Por Evilazio de Oliveira

Nas estradas, os motoristas de caminhões graneleiros acompanham a angústia dos produtores rurais que, além da falta de chuvas que afeta a safra, também estão preocupados com a baixa cotação do dólar, os baixos preços dos grãos no mercado internacional, o progressivo endividamento causado pelos altos custos financeiros e que, certamente provoca reflexos no transporte rodoviário, considerado como uma das poucas oportunidades para o estradeiro ter uma melhor remuneração no frete. Com isso, enquanto acompanham a previsão do tempo à espera de chuvas e acompanham o noticiário econômico, os carreteiros já planejam onde pretendem trabalhar quando a colheita da soja começar, efetivamente. Outros, no entanto, que transportam arroz dos silos das cooperativas das regiões produtoras no interior do Rio Grande do Sul para o Centro do País, não chegam a sentir os reais efeitos da crise que assola a agricultura brasileira.

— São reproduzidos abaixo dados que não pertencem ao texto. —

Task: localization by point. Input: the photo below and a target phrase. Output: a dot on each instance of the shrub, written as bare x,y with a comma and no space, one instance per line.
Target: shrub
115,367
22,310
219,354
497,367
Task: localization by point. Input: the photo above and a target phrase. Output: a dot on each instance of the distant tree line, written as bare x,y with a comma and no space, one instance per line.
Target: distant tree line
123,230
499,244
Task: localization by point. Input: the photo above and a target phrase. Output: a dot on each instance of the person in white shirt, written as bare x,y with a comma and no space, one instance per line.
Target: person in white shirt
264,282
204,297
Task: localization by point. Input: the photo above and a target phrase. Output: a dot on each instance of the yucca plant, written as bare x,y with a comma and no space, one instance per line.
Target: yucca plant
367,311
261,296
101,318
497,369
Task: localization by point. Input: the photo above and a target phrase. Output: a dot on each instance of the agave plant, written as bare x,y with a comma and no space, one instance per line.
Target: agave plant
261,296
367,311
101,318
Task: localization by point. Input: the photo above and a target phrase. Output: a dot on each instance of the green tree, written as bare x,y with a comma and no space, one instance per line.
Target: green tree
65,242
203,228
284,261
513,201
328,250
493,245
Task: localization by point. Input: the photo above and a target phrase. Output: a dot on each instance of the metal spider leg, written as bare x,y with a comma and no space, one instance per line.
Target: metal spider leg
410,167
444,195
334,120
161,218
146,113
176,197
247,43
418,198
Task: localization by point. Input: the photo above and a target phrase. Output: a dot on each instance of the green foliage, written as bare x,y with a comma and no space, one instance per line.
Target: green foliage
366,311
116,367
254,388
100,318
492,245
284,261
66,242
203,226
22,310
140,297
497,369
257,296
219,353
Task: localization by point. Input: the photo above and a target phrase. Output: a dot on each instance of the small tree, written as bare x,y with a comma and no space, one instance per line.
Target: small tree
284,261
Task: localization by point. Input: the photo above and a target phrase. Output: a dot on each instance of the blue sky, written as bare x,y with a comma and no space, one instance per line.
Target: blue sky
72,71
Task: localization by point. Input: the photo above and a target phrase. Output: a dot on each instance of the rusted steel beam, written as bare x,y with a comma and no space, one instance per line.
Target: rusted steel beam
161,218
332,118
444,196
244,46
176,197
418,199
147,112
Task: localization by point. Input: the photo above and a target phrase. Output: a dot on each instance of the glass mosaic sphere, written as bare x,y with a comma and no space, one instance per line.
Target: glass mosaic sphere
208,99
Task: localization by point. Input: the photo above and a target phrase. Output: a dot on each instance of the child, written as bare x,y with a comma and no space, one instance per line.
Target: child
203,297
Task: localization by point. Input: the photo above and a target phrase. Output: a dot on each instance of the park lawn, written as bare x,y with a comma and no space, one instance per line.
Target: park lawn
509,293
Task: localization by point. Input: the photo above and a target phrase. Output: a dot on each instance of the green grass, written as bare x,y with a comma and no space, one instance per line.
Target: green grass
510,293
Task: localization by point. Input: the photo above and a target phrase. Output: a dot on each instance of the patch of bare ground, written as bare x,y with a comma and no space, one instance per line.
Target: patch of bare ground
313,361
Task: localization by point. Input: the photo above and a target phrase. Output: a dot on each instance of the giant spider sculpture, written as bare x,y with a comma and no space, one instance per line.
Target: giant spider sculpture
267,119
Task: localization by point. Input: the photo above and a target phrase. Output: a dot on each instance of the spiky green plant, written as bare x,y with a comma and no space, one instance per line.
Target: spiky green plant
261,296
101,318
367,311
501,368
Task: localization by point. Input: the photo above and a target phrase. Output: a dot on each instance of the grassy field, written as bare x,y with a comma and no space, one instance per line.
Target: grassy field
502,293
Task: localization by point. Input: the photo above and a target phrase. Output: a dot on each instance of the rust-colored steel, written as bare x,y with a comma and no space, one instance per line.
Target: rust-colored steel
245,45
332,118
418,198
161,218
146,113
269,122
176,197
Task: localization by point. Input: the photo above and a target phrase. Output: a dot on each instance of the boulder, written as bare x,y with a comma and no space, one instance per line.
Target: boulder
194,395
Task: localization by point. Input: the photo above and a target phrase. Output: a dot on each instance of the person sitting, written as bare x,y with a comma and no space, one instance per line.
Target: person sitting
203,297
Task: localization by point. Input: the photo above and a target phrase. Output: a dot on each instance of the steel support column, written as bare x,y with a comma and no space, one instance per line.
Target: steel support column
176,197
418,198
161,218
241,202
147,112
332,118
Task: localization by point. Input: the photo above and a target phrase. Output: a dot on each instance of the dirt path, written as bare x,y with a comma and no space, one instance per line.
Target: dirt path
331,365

No Rio Grande do Sul, as duas safras de verão foram abaladas pela seca. Em 2005, o Estado perdeu cerca de 70% da safra de soja e milho. Sem os produtos, os agricultores não conseguiram pagar as dívidas com os bancos. Na renegociação, o vencimento de parte dos débitos ficou para este ano. A crise na lavoura se agrava. Os resultados terão reflexos em toda a economia do País e no setor de transporte de grãos, como conseqüência. Mesmo assim, existe a expectativa de bons fretes nesse período, mesmo que não seja o ideal, dizem os estradeiros.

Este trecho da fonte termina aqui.